Our Alpha led the hunt. We entered a clearing and fanned out, following our instincts to box in our prey. We were drunk with adrenaline and the scent of blood. When I saw what we hunted, I wanted to leave the memory immediately.

She’s just a child, for God’s sake! What could she have done to deserve this?

A tiny girl, probably no more than ten years old, sat in the clearing. She wore a torn yellow sundress with bare feet. She had caught her ankle in a root and twisted it. She couldn’t run anymore. Her eyes were bright with fear.

Donald gave the signal—a single, short howl—and we closed in around her. I clawed at the inside of Lauren’s mind, but I was in for the duration. The worst part was I could feel her anticipation, her
joy
, at hunting this girl. It didn’t matter how old she was, or what she may or may not have done. Lauren lived for the hunt, lived to please her Alpha.

The quiet sounds of the forest and our advance were broken by a shotgun report. The wolf to my left yelped and dropped to the ground. The rest of us regrouped to face the new threat.

Lauren knew the man with the shotgun as the child’s father. He charged in and scooped up the girl, then turned to run. We didn’t need a signal to follow. This time Lauren led the charge. We nipped at the man’s heels and sank into his pant leg. We tasted blood, and it was intoxicating. We wanted more.
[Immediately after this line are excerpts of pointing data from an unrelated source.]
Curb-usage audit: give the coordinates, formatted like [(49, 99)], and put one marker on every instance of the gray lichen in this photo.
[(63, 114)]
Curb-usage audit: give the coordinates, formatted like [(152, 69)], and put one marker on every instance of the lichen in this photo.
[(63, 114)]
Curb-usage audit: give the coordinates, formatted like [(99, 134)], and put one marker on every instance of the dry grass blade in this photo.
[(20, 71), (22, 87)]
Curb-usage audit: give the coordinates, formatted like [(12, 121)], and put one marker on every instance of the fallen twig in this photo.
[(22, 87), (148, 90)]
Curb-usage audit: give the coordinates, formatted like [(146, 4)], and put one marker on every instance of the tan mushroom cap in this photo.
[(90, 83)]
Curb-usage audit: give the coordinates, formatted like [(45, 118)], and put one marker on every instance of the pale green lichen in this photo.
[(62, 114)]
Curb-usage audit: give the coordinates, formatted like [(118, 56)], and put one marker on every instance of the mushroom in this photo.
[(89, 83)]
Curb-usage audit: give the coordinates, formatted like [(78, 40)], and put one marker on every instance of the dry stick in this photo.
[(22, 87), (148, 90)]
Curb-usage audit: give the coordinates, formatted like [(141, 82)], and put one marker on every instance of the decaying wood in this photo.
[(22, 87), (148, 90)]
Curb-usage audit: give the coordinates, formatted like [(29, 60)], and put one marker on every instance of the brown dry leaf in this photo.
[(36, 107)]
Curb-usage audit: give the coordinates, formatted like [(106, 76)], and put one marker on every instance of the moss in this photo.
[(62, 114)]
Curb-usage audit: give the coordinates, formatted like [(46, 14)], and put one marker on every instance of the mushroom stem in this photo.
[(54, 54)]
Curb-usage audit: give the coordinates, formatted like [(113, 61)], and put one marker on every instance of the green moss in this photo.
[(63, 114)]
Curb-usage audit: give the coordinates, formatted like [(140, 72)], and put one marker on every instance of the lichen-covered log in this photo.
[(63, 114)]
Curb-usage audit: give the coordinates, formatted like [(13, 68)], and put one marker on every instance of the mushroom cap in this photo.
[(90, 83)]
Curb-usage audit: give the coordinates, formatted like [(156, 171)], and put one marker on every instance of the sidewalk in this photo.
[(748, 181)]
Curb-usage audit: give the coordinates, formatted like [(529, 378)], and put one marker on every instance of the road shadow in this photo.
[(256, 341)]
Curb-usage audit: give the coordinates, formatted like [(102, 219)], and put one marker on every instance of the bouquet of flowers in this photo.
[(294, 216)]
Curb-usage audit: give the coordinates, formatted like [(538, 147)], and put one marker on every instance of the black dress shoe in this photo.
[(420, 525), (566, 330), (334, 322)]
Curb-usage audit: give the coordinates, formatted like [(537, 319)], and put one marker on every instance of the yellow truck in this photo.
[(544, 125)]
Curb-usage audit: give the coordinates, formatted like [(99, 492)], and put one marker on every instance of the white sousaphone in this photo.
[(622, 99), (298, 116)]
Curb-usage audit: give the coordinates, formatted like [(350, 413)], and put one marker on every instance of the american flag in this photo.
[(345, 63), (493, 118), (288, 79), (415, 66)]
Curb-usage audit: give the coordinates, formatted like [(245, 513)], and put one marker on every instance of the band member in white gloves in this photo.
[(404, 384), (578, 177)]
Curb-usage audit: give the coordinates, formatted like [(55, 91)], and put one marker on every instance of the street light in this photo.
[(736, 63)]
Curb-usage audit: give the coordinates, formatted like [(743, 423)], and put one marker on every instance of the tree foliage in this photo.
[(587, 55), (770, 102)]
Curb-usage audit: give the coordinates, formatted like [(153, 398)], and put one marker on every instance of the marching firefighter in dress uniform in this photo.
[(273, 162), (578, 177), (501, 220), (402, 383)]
Let me out. I don’t need to know any more. I hated Donald before, and this just further convinces me you all need to die. Just let me out of your head!

The man ran toward the lights of a small house. He was burdened, so we closed in on him easily. I leaped and bit down on his calf hard enough to bring him down. He threw the girl and screamed at her to run for the house. She limped, but made it inside before the others of my pack caught up.

The man leveled his gun at my head, but Alpha lunged and knocked it away so the sting of the shot only grazed my side. The rest of the pack boxed the man in, and I locked my jaws onto his gun hand. His weapon dropped.

Alpha didn’t go for the man’s throat. Instead he ripped at his abdomen, spilling his intestines and making him scream for mercy. Alpha pulled and gnawed at the man’s insides while we watched, holding him down at first. After a while, he stopped struggling. His scream turned to anguished sobs, and then just to moans. Alpha backed away and let the others get a piece of the man. With his heart still beating, the blood stayed fresh and warm. We tore him to pieces while his daughter looked on from the house.